Douglas County's technology plan is on schedule and within budget.
Entering the world of computers is often like going on a long trip without a map or a landmark.
Douglas County commissioners had been hearing so much about AS400 computers lately that they were surprised when new record management software for the register of deeds office wouldn't require one.
"I thought we wanted AS400s," commission Chair Tom Taul commented at a recent commission meeting.
Jim Lawson, coordinator of information services for the county, quickly explained that the records management software Register of Deeds Sue Neustifter needed would integrate with the courthouse's personal computer network.
"It will run fine on a PC server," Lawson said, also stressing that all AS400s are not created equal. Some have more power, others less.
That's when county resident Larry Kipp, who regularly attends commission meetings, stepped in with a simple, down-to-earth explanation.
He likened an AS400 to a Ford.
"It could be a car, a truck, a van," Kipp said. "It's not a specific model like an F150."
Cautious about bypassing a vendor's low bid for an AS400 as part of the register of deeds software package, Taul asked Lawson if Neustifter would need one down the road.
Lawson assured him no and added he didn't trust the price the company quoted for an AS400, saying it was much lower than any he had gotten while requesting proposals for the district court's court management system.
Commissioner Dean Nieder, who readily admits he's not as literate about computers as he might be, then threw in his two cents, asking County Administrator Craig Weinaug, "Do we truly know what we're doing here?"
Madl assured Nieder, Taul and outgoing Commissioner Mark Buhler that Lawson coordinates all of the county's computer needs and purchases.
But Nieder's question, one that has resonated at many recent commission meetings in which computers have been on the agenda, made Madl and Lawson realize they need to provide more background to the commissioners.
"From time to time we need to be reminded of the framework," Buhler told Lawson and Madl.
The bottom line
During an interview Wednesday, Madl said she thinks the board does a good job keeping on top of computer issues for only meeting twice a week and not being directly involved in day-to-day operations.

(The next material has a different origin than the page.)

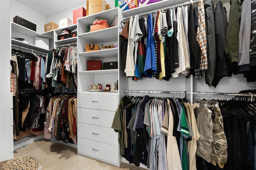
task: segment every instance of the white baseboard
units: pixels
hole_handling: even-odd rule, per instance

She said the commissioners' recent comments that it seems as though a department is asking for new computers or software every week need to be taken into account.
Madl praised Lawson's performance as coordinator of information services, a job he's done for about a year, and said he pays great attention to making sure equipment is compatible.
Nieder said Friday it sometimes might feel like "maybe we aren't all going in the same direction," but he trusts Lawson's judgment.
"We've got to depend on Jim's expertise," Nieder said. "I just want to do what's in the best interest of the taxpayers. I don't want to spend more money than's necessary."
Madl said the county's six-phase technology plan, which went into effect earlier this year, is ahead of schedule and well within budget.
One major accomplishment Lawson noted this year was connecting all of the disparate personal computers in the courthouse together "so departments can work together," sharing files and having the ability to communicate with each other via e-mail.
Madl said e-mail is an easy way for department heads to communicate and also an efficient way to do such tasks as reserving rooms for meetings or checking calendars for training programs.
While county employees have the ability to e-mail each other, not everyone is hooked up to the Internet yet, Madl said. Changing technology is the driving force in waiting, she said.
"We've deliberately put off Internet access for everybody until new technology is available" that will be more cost-efficient, Madl said.
Nieder said he realizes technology is important for the courthouse as a means for the public to communicate with the county, but he said the commission always must pay attention to the bottom line.